Elder Haleck, who was born in Utulei, American Samoa, said President Nelson’s Pacific tour is an indication that “the Lord knows and loves his children who live upon the ‘Isles of the Sea.’”
Elder Ardern said Latter-day Saints in the Pacific come from a wide cultural and socioeconomic diversity but are one.
“The Saints of the Pacific love President Nelson, they pray for him individually and as families, they listen to him via the internet and read his counsel in the Ensign and Liahona and now many will get to see him in person,” he said. “This experience will become a lifelong memory for them. I can see now, written in personal journals across the Pacific, ‘Today, I saw President Nelson and had confirmed within me by the Holy Ghost that he is the living prophet of God. I felt his love for me.’”

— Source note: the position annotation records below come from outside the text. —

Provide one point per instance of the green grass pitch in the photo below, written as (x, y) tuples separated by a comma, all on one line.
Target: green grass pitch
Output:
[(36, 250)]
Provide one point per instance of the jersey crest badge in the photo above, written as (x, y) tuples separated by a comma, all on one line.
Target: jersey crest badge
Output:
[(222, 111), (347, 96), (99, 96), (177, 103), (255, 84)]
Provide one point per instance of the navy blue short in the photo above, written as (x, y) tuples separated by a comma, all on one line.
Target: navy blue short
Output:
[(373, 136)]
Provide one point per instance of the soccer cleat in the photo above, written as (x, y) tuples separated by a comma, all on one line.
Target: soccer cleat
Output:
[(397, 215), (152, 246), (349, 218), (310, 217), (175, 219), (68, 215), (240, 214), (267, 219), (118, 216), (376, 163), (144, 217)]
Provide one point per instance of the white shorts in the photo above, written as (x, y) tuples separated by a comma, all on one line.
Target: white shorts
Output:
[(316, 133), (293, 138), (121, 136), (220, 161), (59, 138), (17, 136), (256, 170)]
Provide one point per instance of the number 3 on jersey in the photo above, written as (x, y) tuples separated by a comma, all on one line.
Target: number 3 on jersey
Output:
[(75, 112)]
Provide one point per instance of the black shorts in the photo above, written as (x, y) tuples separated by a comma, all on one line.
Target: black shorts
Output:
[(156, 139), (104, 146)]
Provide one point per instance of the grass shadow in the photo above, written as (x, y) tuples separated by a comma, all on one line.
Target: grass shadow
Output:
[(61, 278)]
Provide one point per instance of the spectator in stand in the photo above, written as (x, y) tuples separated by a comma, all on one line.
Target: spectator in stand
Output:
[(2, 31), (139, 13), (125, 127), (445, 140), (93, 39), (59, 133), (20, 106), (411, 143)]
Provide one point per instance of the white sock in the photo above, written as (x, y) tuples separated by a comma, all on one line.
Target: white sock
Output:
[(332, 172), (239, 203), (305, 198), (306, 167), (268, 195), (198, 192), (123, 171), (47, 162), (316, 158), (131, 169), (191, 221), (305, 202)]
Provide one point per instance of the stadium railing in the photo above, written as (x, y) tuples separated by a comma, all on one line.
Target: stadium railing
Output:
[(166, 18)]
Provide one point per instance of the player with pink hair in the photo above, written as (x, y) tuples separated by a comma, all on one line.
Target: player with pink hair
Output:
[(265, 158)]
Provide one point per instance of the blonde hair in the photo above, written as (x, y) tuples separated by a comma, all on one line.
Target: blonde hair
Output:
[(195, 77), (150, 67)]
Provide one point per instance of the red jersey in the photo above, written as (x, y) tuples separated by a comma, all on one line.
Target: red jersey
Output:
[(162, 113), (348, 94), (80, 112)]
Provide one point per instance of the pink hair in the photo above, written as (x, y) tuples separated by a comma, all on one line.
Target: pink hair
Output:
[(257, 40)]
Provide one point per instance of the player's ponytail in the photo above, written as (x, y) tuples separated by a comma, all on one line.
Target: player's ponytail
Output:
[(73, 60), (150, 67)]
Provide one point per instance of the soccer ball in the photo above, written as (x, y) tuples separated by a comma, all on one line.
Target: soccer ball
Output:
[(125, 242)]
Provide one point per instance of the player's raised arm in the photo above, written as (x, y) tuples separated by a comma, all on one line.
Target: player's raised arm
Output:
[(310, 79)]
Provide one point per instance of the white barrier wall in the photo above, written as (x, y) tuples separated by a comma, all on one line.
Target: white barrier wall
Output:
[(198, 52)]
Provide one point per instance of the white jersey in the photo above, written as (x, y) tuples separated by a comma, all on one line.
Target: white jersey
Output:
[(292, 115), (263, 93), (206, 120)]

Elder K. Brent Nattress, a General Authority Seventy and member of the Pacific Area Presidency, agreed. “The Saints in the Pacific love the Lord, and they love the Lord’s prophet,” he said. “We are so grateful for the ministering visit of President Nelson and Elder Gong to the Pacific Area.”
People of “inherent spirituality,” Polynesian and Melanesian Latter-day Saints “have a deep and abiding love for the Savior,” said Elder Nattress. “This is seen in their beautiful music, in their beautiful families and in their faithfulness.”